Lesa Harrmann aids healthcare workers during quarantine


Photo Provided by Lesa Harrmann

Harrmann’s work table, littered with masks in the process of completion.

While most students have spent this seemingly never-ending quarantine binge-watching and playing video games, others have spent it doing productive activities to benefit those on the front lines fighting the crisis at hand. One such student is sophomore Lesa Haarmann who has been making masks for healthcare professionals during her extra time at home. 

    Haarmann was inspired to begin making masks for hospital workers by her aunt, a nurse at St. Louis Cardinal Glennon, one of the many hospitals struggling to find supplies to deal with the highly infectious disease. 

    “My aunt works at Cardinal Glennon and they were running low, so my mom and I started making them so they would keep themselves safe in times like this,” Haarmann said. 

    According to Haarmann’s aunt, Ms. Gina Dennis, the need for protective gear for those taking care of the sick is very high. Hospitals have even gone so far as to extend the reuse of materials to try to maximize the use of all products used to the greatest extent possible. 

    “This is a time when we are ‘extending the use’ of our PPE (reusing) because we are in an unprecedented pandemic,” Dennis said. “I have been a nurse for 22 years and I have never been asked to do this before. It’s a little frightening to be honest.”

During this health crisis, Dennis stresses the importance of everyone wearing masks while out and about, due to the necessary shielding it provides from others’ germs.   

“Everyone should wear a face covering of some sort, preferably a mask, when outside,” Dennis said. “The mask you wear protects others from getting your germs.
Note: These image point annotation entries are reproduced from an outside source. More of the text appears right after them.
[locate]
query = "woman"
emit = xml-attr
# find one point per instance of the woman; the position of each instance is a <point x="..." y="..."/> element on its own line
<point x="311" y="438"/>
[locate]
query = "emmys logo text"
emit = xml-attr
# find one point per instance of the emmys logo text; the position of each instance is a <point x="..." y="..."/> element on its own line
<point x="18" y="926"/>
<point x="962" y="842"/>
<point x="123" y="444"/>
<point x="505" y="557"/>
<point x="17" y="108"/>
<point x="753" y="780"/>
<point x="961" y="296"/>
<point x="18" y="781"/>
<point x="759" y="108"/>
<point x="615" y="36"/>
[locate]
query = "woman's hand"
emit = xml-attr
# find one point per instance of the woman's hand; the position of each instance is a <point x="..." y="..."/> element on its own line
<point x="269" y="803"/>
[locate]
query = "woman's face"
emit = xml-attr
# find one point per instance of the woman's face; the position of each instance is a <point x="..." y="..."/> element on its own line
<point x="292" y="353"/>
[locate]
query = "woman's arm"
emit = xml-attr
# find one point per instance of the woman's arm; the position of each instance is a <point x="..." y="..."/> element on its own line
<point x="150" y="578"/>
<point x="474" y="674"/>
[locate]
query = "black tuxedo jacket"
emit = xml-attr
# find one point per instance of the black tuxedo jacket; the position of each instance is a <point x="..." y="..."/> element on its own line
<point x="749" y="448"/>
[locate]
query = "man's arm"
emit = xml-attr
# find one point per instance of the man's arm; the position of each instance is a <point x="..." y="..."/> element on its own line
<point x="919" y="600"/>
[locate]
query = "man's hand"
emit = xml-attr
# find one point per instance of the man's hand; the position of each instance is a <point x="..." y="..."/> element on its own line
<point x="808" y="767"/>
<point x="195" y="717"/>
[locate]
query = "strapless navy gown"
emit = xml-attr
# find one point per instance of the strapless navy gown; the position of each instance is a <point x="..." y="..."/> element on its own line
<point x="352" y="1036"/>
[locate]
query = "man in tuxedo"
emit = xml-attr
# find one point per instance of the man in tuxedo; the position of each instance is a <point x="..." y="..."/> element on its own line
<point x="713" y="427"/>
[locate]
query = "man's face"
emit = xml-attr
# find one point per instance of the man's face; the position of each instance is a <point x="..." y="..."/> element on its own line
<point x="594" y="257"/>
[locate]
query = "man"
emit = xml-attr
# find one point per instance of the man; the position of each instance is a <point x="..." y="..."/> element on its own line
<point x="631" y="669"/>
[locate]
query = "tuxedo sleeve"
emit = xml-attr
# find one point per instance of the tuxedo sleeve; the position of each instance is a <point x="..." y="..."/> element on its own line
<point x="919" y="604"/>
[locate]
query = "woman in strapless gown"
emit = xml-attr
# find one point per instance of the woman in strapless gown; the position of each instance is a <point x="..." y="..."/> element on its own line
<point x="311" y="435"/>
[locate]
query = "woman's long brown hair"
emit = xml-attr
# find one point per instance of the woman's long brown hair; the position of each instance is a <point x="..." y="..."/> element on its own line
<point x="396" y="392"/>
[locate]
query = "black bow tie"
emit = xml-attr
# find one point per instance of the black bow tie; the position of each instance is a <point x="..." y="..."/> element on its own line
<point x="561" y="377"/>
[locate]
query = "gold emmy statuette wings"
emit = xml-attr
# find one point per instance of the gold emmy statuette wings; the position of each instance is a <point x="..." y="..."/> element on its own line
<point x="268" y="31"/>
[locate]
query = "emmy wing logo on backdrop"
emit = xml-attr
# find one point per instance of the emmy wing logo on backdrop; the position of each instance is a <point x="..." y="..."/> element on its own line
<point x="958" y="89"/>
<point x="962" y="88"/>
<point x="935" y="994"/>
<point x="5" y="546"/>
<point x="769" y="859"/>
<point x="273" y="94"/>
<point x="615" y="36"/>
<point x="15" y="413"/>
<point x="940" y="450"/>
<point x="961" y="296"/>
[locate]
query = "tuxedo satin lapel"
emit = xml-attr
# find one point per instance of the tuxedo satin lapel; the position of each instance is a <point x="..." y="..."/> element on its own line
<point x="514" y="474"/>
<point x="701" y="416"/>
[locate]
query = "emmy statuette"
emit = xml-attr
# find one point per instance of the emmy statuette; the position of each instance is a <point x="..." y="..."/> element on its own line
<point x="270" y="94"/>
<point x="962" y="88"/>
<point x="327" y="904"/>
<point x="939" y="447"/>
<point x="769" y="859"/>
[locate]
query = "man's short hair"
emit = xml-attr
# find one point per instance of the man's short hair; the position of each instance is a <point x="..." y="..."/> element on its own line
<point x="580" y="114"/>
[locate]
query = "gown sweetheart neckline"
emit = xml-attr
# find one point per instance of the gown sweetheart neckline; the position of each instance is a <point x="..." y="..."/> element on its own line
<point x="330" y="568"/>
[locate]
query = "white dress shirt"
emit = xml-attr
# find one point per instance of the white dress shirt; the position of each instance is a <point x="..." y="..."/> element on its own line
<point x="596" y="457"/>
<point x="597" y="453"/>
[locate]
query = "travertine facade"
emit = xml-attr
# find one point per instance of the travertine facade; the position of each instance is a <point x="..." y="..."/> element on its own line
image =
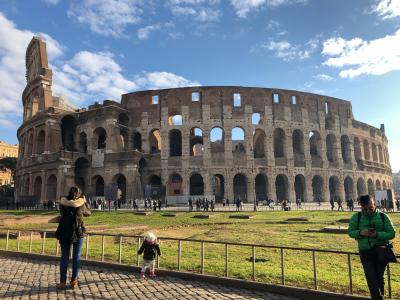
<point x="7" y="150"/>
<point x="234" y="142"/>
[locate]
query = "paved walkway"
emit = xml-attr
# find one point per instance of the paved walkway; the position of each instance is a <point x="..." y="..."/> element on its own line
<point x="22" y="278"/>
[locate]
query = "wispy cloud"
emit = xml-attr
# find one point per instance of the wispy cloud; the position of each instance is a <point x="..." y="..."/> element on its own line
<point x="243" y="7"/>
<point x="107" y="17"/>
<point x="387" y="9"/>
<point x="359" y="57"/>
<point x="288" y="52"/>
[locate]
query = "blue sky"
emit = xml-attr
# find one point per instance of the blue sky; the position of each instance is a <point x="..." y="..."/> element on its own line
<point x="99" y="49"/>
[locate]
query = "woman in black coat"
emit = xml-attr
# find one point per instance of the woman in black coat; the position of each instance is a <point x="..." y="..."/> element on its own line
<point x="71" y="231"/>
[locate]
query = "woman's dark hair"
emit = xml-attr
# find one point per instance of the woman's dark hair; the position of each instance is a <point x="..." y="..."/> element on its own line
<point x="73" y="191"/>
<point x="364" y="199"/>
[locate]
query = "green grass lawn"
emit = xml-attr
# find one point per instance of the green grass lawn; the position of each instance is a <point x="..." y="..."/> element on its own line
<point x="264" y="228"/>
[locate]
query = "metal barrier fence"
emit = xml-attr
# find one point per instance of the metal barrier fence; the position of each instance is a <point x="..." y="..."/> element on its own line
<point x="11" y="240"/>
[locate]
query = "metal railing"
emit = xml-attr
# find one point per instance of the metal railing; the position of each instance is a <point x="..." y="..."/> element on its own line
<point x="38" y="246"/>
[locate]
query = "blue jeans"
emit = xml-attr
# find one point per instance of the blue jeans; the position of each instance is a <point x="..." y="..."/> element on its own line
<point x="76" y="260"/>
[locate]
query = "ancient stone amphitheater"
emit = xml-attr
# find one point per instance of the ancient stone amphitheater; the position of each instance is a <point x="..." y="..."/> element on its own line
<point x="232" y="142"/>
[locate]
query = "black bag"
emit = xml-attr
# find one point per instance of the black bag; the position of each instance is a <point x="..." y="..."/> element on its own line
<point x="386" y="254"/>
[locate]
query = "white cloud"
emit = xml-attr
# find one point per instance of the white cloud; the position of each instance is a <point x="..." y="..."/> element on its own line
<point x="243" y="7"/>
<point x="323" y="77"/>
<point x="107" y="17"/>
<point x="288" y="52"/>
<point x="160" y="80"/>
<point x="51" y="2"/>
<point x="387" y="9"/>
<point x="12" y="66"/>
<point x="198" y="10"/>
<point x="357" y="57"/>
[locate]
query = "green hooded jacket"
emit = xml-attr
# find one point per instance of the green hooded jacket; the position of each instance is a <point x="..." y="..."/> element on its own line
<point x="384" y="230"/>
The mask they wear protects you from getting their germs.”

As a first resort, however, she urges people to stay home, and that if going out in public is unavoidable and essential, then they should try to maintain social distancing from others. 

“Stay home, and if you can’t do that then social distance and maintain space between people,” Dennis said. 

The masks Haarmann is making for the hospitals are simple, effective, and most importantly free. In this time of crisis, she feels it is not appropriate to charge those most desperate for them is appropriate.

“[The materials necessary to make the masks are] fabric, iron, a sewing machine, elastic, and pipe cleaners. They take about 5-7 minutes [to make],” Harrmann said. “No, we are not currently selling them. We believe that they should be free of charge because they’re needed everywhere and everyone might not have the money for them.”

The spirit of giving is not in shortage during this time, shown by a program initiated by hospitals in the area, in which these healthcare facilities opt to share resources they normally compete for. Additionally, Dennis adds a way in which others who are willing can help provide supplies. 

“In an unprecedented move, all of the big hospitals in our local areas have partnered together to establish a coalition to help each other out with needed supplies and donations. Usually we are competing for healthcare services and dollars,” Dennis said. “You can check out BJC.org/CoronavirusDonations. We are also in need of thermometers.”